In order to combat this epidemic, the CDC is using a new tactic. It is developing guidelines and advising prescribers. The new guidelines are complex, but they recommend when — and when not — to prescribe opioids for chronic pain, the proper dosages and how to assess risk of abuse.
As a student, I have spoken to many doctors and have seen the different ways in which they prescribe medication. I have seen the need for these guidelines firsthand.
Of course, I don't claim to know more than the doctors in the slightest. But I do have friends and family members who have fallen victim to prescription pill addiction. As a result, I have come to know the signs of opioid abuse, which many clinicians who don't have similar experiences may fail to recognize. And while I never witnessed misconduct, I have noticed clinicians who are more “conservative” and those who are more “liberal” in their prescriptions.
There is another group of individuals who make the same observation: drug seekers. These individuals “doctor shop” to find doctors who will prescribe painkillers.
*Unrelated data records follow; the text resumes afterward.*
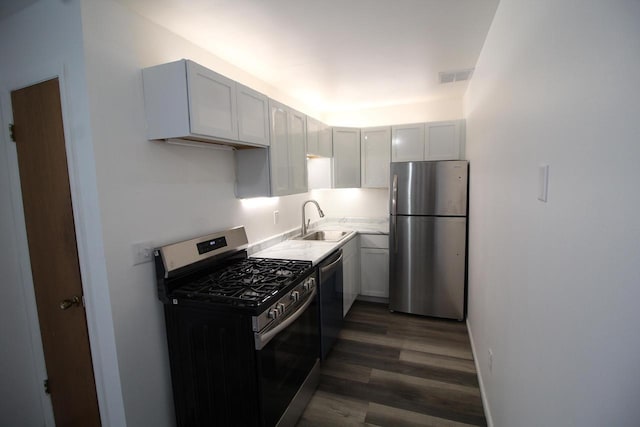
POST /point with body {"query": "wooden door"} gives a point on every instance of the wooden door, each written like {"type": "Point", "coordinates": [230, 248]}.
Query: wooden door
{"type": "Point", "coordinates": [46, 196]}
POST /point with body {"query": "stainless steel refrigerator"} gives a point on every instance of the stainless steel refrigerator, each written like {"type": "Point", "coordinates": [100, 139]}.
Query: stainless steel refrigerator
{"type": "Point", "coordinates": [428, 238]}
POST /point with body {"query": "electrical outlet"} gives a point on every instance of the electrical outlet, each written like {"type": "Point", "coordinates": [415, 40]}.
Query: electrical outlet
{"type": "Point", "coordinates": [142, 252]}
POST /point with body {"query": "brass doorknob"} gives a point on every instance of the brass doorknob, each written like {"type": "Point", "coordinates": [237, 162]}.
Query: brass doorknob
{"type": "Point", "coordinates": [65, 304]}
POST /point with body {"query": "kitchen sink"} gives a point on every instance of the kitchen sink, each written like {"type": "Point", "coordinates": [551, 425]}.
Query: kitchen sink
{"type": "Point", "coordinates": [325, 235]}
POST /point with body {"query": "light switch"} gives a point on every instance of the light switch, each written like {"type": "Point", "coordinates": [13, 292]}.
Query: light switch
{"type": "Point", "coordinates": [543, 182]}
{"type": "Point", "coordinates": [142, 252]}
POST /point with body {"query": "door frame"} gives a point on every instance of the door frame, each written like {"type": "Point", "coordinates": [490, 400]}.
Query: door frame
{"type": "Point", "coordinates": [88, 228]}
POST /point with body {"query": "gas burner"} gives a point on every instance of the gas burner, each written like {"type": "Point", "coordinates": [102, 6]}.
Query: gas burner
{"type": "Point", "coordinates": [283, 273]}
{"type": "Point", "coordinates": [248, 282]}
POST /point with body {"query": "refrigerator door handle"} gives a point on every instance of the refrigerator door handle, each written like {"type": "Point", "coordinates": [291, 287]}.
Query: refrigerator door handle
{"type": "Point", "coordinates": [394, 212]}
{"type": "Point", "coordinates": [394, 196]}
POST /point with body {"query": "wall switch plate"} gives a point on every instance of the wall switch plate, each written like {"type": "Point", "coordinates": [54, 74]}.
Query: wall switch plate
{"type": "Point", "coordinates": [142, 252]}
{"type": "Point", "coordinates": [543, 182]}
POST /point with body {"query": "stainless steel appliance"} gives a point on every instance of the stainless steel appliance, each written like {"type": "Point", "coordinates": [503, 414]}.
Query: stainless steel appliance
{"type": "Point", "coordinates": [330, 278]}
{"type": "Point", "coordinates": [427, 238]}
{"type": "Point", "coordinates": [242, 332]}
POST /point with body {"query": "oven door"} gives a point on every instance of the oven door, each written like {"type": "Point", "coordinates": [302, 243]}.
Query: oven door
{"type": "Point", "coordinates": [285, 357]}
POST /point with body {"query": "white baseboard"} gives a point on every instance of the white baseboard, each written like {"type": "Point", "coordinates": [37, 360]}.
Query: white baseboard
{"type": "Point", "coordinates": [483, 394]}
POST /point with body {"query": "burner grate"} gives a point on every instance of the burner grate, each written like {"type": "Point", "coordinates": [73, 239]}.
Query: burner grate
{"type": "Point", "coordinates": [249, 282]}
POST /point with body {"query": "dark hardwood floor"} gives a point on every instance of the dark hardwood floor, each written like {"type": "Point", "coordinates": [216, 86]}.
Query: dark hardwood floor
{"type": "Point", "coordinates": [393, 369]}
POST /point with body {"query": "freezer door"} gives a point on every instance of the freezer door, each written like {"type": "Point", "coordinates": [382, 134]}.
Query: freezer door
{"type": "Point", "coordinates": [427, 266]}
{"type": "Point", "coordinates": [429, 188]}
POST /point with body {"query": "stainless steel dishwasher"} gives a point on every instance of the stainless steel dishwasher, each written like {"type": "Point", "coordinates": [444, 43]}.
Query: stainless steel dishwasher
{"type": "Point", "coordinates": [330, 278]}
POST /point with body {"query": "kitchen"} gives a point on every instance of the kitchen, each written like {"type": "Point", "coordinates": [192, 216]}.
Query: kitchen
{"type": "Point", "coordinates": [548, 282]}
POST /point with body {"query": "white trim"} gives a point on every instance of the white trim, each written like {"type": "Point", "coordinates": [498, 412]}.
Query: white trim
{"type": "Point", "coordinates": [89, 240]}
{"type": "Point", "coordinates": [483, 393]}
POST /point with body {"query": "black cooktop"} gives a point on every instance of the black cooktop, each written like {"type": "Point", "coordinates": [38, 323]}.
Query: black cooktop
{"type": "Point", "coordinates": [249, 282]}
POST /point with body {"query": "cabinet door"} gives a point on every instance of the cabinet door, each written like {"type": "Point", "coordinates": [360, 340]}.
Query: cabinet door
{"type": "Point", "coordinates": [375, 144]}
{"type": "Point", "coordinates": [443, 140]}
{"type": "Point", "coordinates": [297, 152]}
{"type": "Point", "coordinates": [279, 149]}
{"type": "Point", "coordinates": [351, 273]}
{"type": "Point", "coordinates": [212, 103]}
{"type": "Point", "coordinates": [374, 272]}
{"type": "Point", "coordinates": [407, 143]}
{"type": "Point", "coordinates": [313, 134]}
{"type": "Point", "coordinates": [325, 141]}
{"type": "Point", "coordinates": [346, 158]}
{"type": "Point", "coordinates": [253, 116]}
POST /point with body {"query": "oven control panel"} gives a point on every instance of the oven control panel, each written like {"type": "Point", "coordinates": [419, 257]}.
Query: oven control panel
{"type": "Point", "coordinates": [285, 305]}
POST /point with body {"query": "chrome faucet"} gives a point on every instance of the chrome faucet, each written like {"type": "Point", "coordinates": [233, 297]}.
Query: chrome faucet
{"type": "Point", "coordinates": [305, 223]}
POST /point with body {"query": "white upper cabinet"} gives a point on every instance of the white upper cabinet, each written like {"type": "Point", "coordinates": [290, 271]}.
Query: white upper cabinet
{"type": "Point", "coordinates": [279, 152]}
{"type": "Point", "coordinates": [428, 141]}
{"type": "Point", "coordinates": [444, 140]}
{"type": "Point", "coordinates": [280, 169]}
{"type": "Point", "coordinates": [325, 141]}
{"type": "Point", "coordinates": [346, 158]}
{"type": "Point", "coordinates": [319, 138]}
{"type": "Point", "coordinates": [297, 152]}
{"type": "Point", "coordinates": [212, 103]}
{"type": "Point", "coordinates": [313, 133]}
{"type": "Point", "coordinates": [186, 100]}
{"type": "Point", "coordinates": [253, 116]}
{"type": "Point", "coordinates": [374, 265]}
{"type": "Point", "coordinates": [375, 146]}
{"type": "Point", "coordinates": [407, 142]}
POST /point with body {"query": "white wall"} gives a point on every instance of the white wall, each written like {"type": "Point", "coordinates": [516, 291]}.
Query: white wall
{"type": "Point", "coordinates": [41, 42]}
{"type": "Point", "coordinates": [353, 202]}
{"type": "Point", "coordinates": [426, 111]}
{"type": "Point", "coordinates": [554, 287]}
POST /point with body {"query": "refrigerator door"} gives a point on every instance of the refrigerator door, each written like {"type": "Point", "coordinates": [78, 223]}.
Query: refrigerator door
{"type": "Point", "coordinates": [429, 188]}
{"type": "Point", "coordinates": [427, 265]}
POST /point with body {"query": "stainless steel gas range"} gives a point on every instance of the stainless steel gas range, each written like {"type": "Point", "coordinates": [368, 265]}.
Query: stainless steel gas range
{"type": "Point", "coordinates": [242, 332]}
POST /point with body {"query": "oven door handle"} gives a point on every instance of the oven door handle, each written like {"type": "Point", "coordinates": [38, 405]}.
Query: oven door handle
{"type": "Point", "coordinates": [262, 339]}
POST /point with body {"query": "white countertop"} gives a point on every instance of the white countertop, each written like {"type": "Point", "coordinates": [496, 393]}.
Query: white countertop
{"type": "Point", "coordinates": [315, 251]}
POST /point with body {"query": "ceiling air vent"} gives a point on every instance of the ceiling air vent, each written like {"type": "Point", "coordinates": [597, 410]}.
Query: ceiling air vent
{"type": "Point", "coordinates": [455, 76]}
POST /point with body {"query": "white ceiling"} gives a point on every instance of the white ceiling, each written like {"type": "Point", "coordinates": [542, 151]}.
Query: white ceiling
{"type": "Point", "coordinates": [8, 7]}
{"type": "Point", "coordinates": [337, 54]}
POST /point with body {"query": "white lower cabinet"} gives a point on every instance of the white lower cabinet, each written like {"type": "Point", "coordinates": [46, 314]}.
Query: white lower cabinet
{"type": "Point", "coordinates": [350, 273]}
{"type": "Point", "coordinates": [374, 265]}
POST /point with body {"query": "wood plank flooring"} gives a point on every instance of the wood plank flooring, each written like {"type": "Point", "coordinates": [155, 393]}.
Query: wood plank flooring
{"type": "Point", "coordinates": [393, 369]}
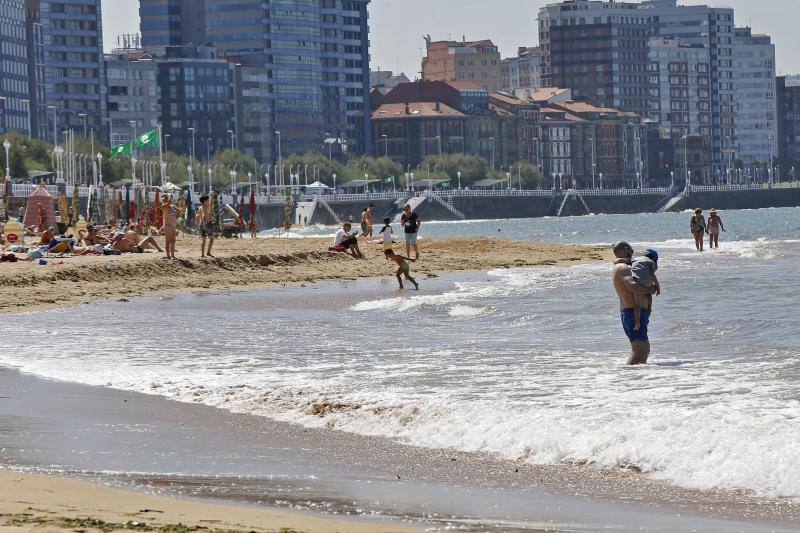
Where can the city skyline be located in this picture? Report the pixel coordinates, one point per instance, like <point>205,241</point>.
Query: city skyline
<point>397,31</point>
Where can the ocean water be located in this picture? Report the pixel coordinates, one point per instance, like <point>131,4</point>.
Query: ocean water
<point>524,364</point>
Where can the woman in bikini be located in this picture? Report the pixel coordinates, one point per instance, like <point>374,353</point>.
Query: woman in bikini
<point>170,228</point>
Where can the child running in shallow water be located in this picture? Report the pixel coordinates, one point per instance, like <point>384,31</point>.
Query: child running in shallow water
<point>404,268</point>
<point>643,270</point>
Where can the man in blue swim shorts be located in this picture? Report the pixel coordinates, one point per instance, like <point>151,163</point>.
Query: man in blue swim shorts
<point>626,288</point>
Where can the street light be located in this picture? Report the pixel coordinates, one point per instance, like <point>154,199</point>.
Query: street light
<point>7,145</point>
<point>84,117</point>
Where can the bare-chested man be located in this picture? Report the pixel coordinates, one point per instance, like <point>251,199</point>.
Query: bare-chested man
<point>626,287</point>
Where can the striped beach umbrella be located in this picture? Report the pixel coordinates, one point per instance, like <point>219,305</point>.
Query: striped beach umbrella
<point>287,211</point>
<point>76,206</point>
<point>189,210</point>
<point>127,212</point>
<point>215,212</point>
<point>158,215</point>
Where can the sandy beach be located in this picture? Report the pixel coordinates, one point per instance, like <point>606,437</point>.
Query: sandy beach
<point>46,503</point>
<point>240,263</point>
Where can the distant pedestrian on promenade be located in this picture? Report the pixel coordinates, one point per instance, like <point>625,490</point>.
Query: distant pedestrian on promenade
<point>698,228</point>
<point>714,226</point>
<point>411,223</point>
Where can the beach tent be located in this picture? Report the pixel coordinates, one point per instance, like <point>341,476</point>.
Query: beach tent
<point>76,206</point>
<point>40,198</point>
<point>189,209</point>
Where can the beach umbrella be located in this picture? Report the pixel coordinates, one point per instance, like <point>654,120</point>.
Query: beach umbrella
<point>63,208</point>
<point>181,207</point>
<point>120,205</point>
<point>215,214</point>
<point>89,206</point>
<point>287,211</point>
<point>158,215</point>
<point>76,206</point>
<point>189,210</point>
<point>252,205</point>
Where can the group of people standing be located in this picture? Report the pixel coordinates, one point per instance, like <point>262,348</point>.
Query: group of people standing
<point>345,241</point>
<point>699,227</point>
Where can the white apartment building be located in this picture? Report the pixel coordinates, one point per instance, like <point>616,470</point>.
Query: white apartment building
<point>680,88</point>
<point>757,115</point>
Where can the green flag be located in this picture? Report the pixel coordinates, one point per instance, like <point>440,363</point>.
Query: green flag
<point>147,140</point>
<point>121,150</point>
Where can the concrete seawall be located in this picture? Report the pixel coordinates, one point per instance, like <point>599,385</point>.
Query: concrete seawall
<point>497,207</point>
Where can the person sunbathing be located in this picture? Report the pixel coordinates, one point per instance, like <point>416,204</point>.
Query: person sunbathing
<point>134,239</point>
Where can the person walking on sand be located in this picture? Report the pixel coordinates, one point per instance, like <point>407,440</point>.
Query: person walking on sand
<point>714,225</point>
<point>170,215</point>
<point>368,219</point>
<point>403,268</point>
<point>347,241</point>
<point>206,224</point>
<point>411,223</point>
<point>698,227</point>
<point>627,288</point>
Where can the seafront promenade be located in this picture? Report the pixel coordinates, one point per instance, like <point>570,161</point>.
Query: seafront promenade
<point>302,208</point>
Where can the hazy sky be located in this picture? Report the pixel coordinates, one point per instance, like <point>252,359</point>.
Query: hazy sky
<point>397,26</point>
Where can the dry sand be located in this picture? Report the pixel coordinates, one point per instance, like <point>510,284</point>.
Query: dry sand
<point>43,503</point>
<point>240,263</point>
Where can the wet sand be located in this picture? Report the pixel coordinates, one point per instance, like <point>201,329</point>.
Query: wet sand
<point>152,444</point>
<point>240,263</point>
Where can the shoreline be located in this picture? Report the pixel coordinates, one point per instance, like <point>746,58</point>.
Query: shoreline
<point>188,450</point>
<point>244,263</point>
<point>30,502</point>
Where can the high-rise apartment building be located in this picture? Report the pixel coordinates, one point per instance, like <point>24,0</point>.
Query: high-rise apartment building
<point>75,79</point>
<point>171,23</point>
<point>133,96</point>
<point>197,101</point>
<point>679,87</point>
<point>477,62</point>
<point>756,120</point>
<point>600,50</point>
<point>36,71</point>
<point>522,72</point>
<point>316,54</point>
<point>789,121</point>
<point>15,80</point>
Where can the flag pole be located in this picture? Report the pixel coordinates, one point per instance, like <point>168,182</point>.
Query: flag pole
<point>161,156</point>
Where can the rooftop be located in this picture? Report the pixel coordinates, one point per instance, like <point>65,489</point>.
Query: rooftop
<point>415,110</point>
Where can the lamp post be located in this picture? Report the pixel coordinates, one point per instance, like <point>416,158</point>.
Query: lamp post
<point>280,159</point>
<point>191,153</point>
<point>7,145</point>
<point>28,109</point>
<point>55,125</point>
<point>85,118</point>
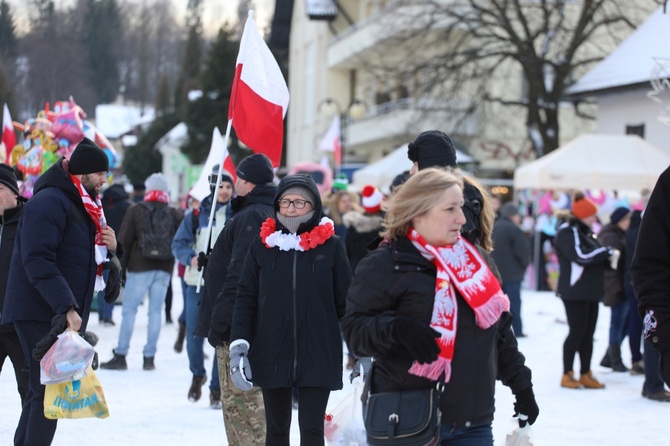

They fabricate symptoms, invent injuries, deny receiving prescriptions from other physicians and often lie about lost or stolen pills. If clinicians are unwilling to prescribe, they can become aggressive, write poor online reviews or respond negatively to patient satisfaction surveys that affect government reimbursements.
This, of course, leaves prescribers in a tough position having to determine whether a person's pain truly is what they say it is, while weighing the risks and benefits of writing a script. This leaves drug seekers in an even more dire situation because when they can no longer find willing doctors – many turn to heroin.
When I see these patients, I sympathize. They bring back visions of the desperation and despair I saw in my loved ones addicted to painkillers. Unsuspecting, innocent, kind-hearted people who became addicted – to very addictive drugs. I want to tell them that they can stop the search. I want to tell them that help is available. I want to tell them that I understand.
Because contrary to popular belief, becoming an opioid addict doesn't require an “addictive personality,” poor coping skills, mental illness, weakness, familial predisposition or trauma. These drugs physically change the way nerve cells work in the brain, subjecting many unwary victims to the rapacious predator of addiction. As a society, we have a tendency to look down on addicts, when sometimes the very source was just a prolonged opioid prescription, not a moral failing.
The CDC's guidelines are designed to break this progression by reducing the number of individuals who are introduced to opioids in the first place, ultimately reducing the overall rates of drug abuse and addiction. This will also help decrease the number of pills in circulation that can be stolen or purchased on the black market.
Sure, these guidelines are just that: guidelines. But at least one hospital is already taking action by substituting nitrous oxide (aka laughing gas), acupuncture, physical therapy and nerve blocking to help manage pain. I am hopeful that many more hospitals and primary care practices will follow suit and reserve opioids only for when they are truly necessary.
While the CDC cannot curtail doctors' ability to prescribe medication, these guidelines will raise awareness of this problem and can help reverse this epidemic.